À mon avis, c'est une décision qui
relève de la responsabilité de la mère seule ou des parents de l'enfant à
naitre. Si ces derniers décident d'assumer, en toute conscience, les
obligations et contraintes de toutes sortes pour eux-mêmes et pour l'enfant
à naître, je considère que cette décision mérite le respect et même
l'admiration, si elle est effectivement assumée. De merveilleuses histoires
d'amour et d'humanisme peuvent se construire sur cette toile. Nombreux sont les
parents qui assurent que leur enfant trisomique leur a donné une véritable
leçon de vie et une vision différente du monde.
Je défends uniquement le droit de la
mère ou des deux parents dans un contexte familial, de décider librement de
leur choix. Les grands progrès réalisés par la médecine prénatale, et surtout
le diagnostic de certaines maladies, doivent guider la mère ou les parents dans
l’exercice de ce choix.
Afin de répondre aux critiques qui m’ont injustement été adressées,
je voudrais insister sur le fait que ma position
ne consiste nullement à pousser les États ou les personnes à pratiquer des
avortements préventifs d'élimination des embryons ou fœtus porteurs de maladies,
mais à encourager les États à dépénaliser l'avortement tout d'abord et à ouvrir
ensuite les possibilités de recourir à un avortement sécurisé, tout en le
soumettant à certaines conditions qui tiennent notamment compte de l'état d'avancement de la
gestation. Par là, je n'ai fait que rejoindre la jurisprudence du comité des
droits de l'Homme, aussi bien dans ses observations finales sur les rapports
périodiques de certains États que dans des affaires contentieuses[2].
L'exploitation idéologique de mon
intervention est à la fois erronée, injustifiée et injuste. Elle cherche par
les moyens classiques de la propagande à créer un climat émotionnel favorable à
certaines croyances philosophiques ou religieuses que je réprouve, parce
qu'elles sont précisément hostiles, dans leur principe même, aux droits
de l'Homme. Ceux qui accusent mes collègues et moi même en particulier de
soutenir "la culture de la mort" ne savent pas ce qu'ils disent.

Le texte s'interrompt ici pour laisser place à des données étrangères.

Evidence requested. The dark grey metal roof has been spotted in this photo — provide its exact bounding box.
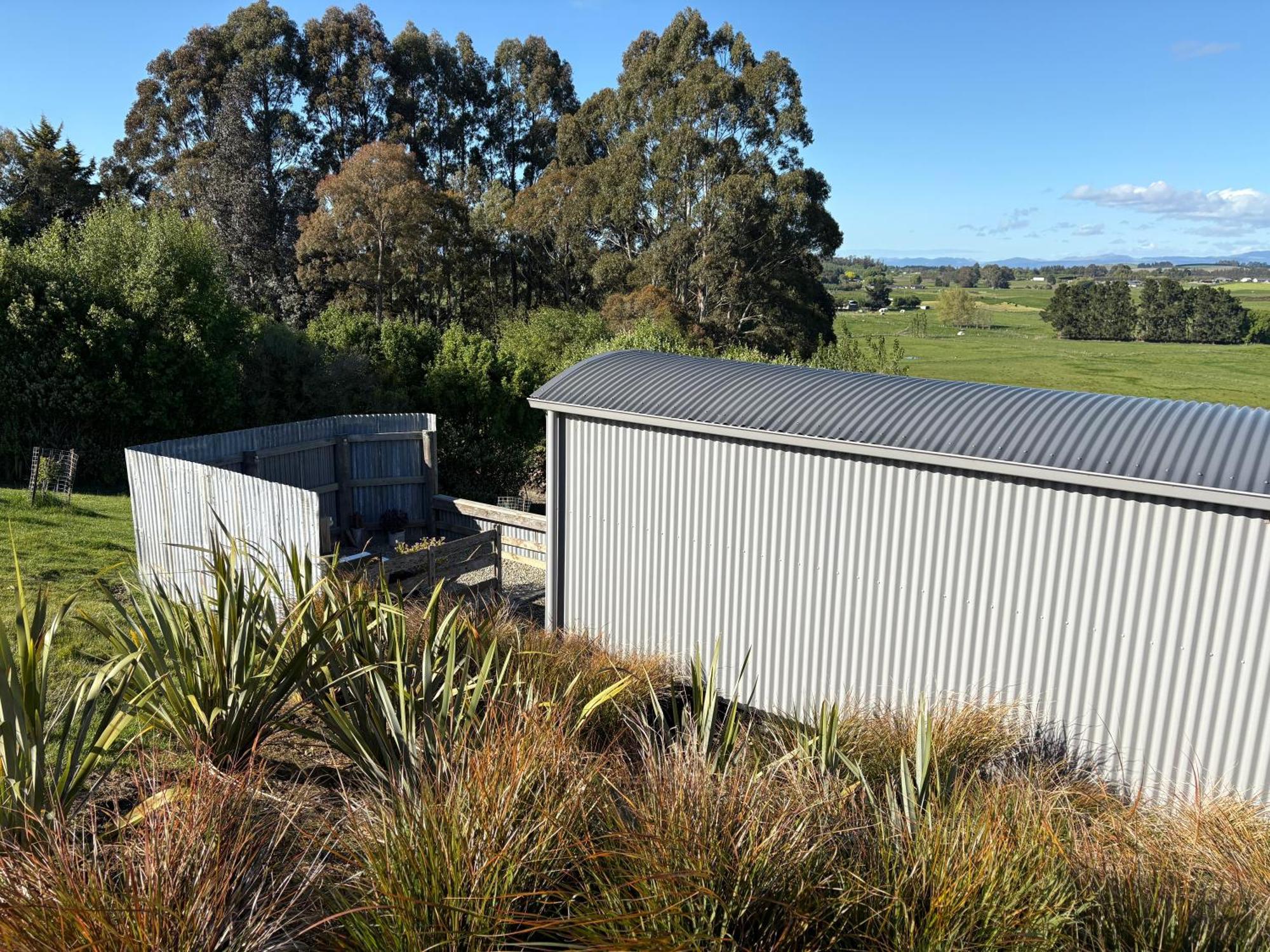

Leur attitude remet en cause l’intérêt du dépistage et du diagnostic prénatal
de certaines maladies et malformations. Elle est tout simplement à contre
courant du progrès scientifique. Pour des raisons qui leur sont propres, ils
ont extrait une partie de mon intervention de son contexte général, pour en
donner une interprétation qui n'est pas la mienne. Je regrette que ce malentendu ait atteint le sentiment de
certaines personnes ou leurs familles et je regrette de les avoir
involontairement blessés. Je tiens à exprimer mes excuses aux personnes que
j’ai pu heurter et à saluer leur combat, et celui de leurs familles.
Mais, vis à vis de certains partisans
extrémistes des droits de dieu, je
réaffirme mon droit, en tant que défenseur des droits de l'Homme, de défendre
les droits des femmes et leur autonomie.